Programming to honor and celebrate the mission of The Great Elephant Migration will include a September 10th panel discussion on conservation and coexistence – featuring Jamaica Bay-Rockaway Parks Conservancy’s executive director, Terri Carta!
The discussion will challenge audience members to revisit longstanding notions of “conservation” as the separation of the wild and human worlds, and instead think of humans and wildlife existing on one, integrated "gradient" of coexistence, tell the socioeconomic and political empowerment stories of the tribes, and through an exploration of the work of the Jamaica Bay-Rockaway Parks Conservancy, provide context for how New Yorkers coexist with the natural world.

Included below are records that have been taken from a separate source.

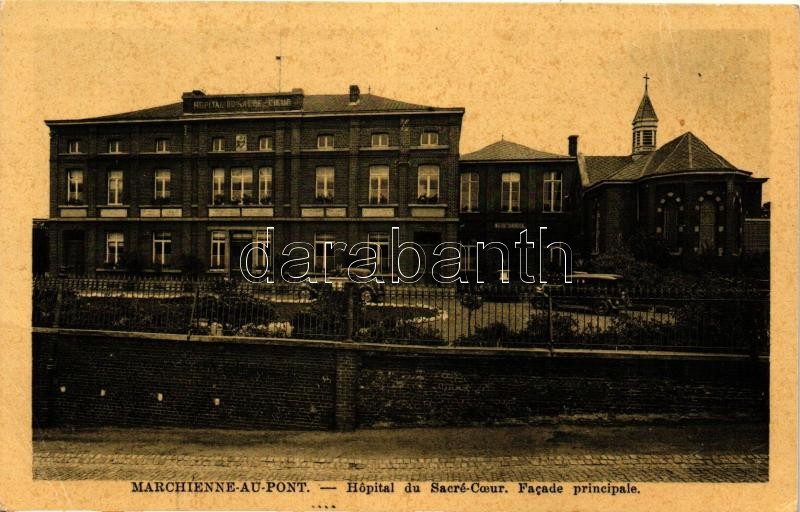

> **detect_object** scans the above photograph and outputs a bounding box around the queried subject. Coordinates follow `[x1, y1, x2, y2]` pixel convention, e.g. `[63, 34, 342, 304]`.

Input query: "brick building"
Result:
[578, 81, 769, 256]
[459, 135, 581, 275]
[46, 86, 464, 280]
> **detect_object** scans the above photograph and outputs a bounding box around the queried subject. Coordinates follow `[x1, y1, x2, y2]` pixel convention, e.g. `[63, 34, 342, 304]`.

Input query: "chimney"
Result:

What: Coexistence and Community from the Nilgiris to New York Panel
When: Tuesday, September 10 | 9 am
Where: The Maker's Studio at Chelsea Market | 448 West 16th Street
Even though wild elephants are oceans away, these sculptures and their creators bring at least two relevant parallels to caring for nature in New York City:
Removing invasives and restoring native plants – the sculptures of Great Elephant Migration are made from Lantana camara, one of the world’s top invasive weeds. This fast growing, noxious shrub has a stranglehold on over 74 million acres of India’s Protected Areas. The use of lantana to create the elephants helps remove the weed from protected areas, leaving wildlife more space to roam. This practice jibes with JBRPC’s work, alongside state agencies and community groups, to remove invasive plants across 10,000 acres of NYC parklands, and restore native plant communities, including flood and salt-tolerant plants. Stronger native plant ecologies in New York City create better habitat for migratory birds and improve our communities’ ability to recover from floods.
Creating a local workforce, honoring local environmental knowledge – The artisans who create the elephant sculptures are residents of Gudalur, in the Nilgiri Hills, where they coexist with the real elephants their art depicts. Roughly 150 elephants share the space with 250,000 people. Already over $500,000 has been generated by their art, which combined with the large-scale lantana removal, puts it on track to be the biggest sustainable indigenous enterprise in India. JBPRC’s effort to create a skilled, knowledgeable – and local – environmental workforce is similar, even if the work itself is different. The Wetlands Fellowship trains the next generation of wetland managers, building skills and defining a career path for young adults within the diverse communities surrounding Jamaica Bay. The people managing New York’s open spaces should come from the neighborhoods closest to them.
Caring for our environment and the creatures within it is a collective effort. JBRPC was founded to bring community members together, to protect and enhance our open spaces. Our free public programming, ecological restoration, education and workforce development — all of this is aimed at building a stronger relationship with natural lands. Without identifying ourselves as part of nature, rather than apart from it, we cannot be effective stewards.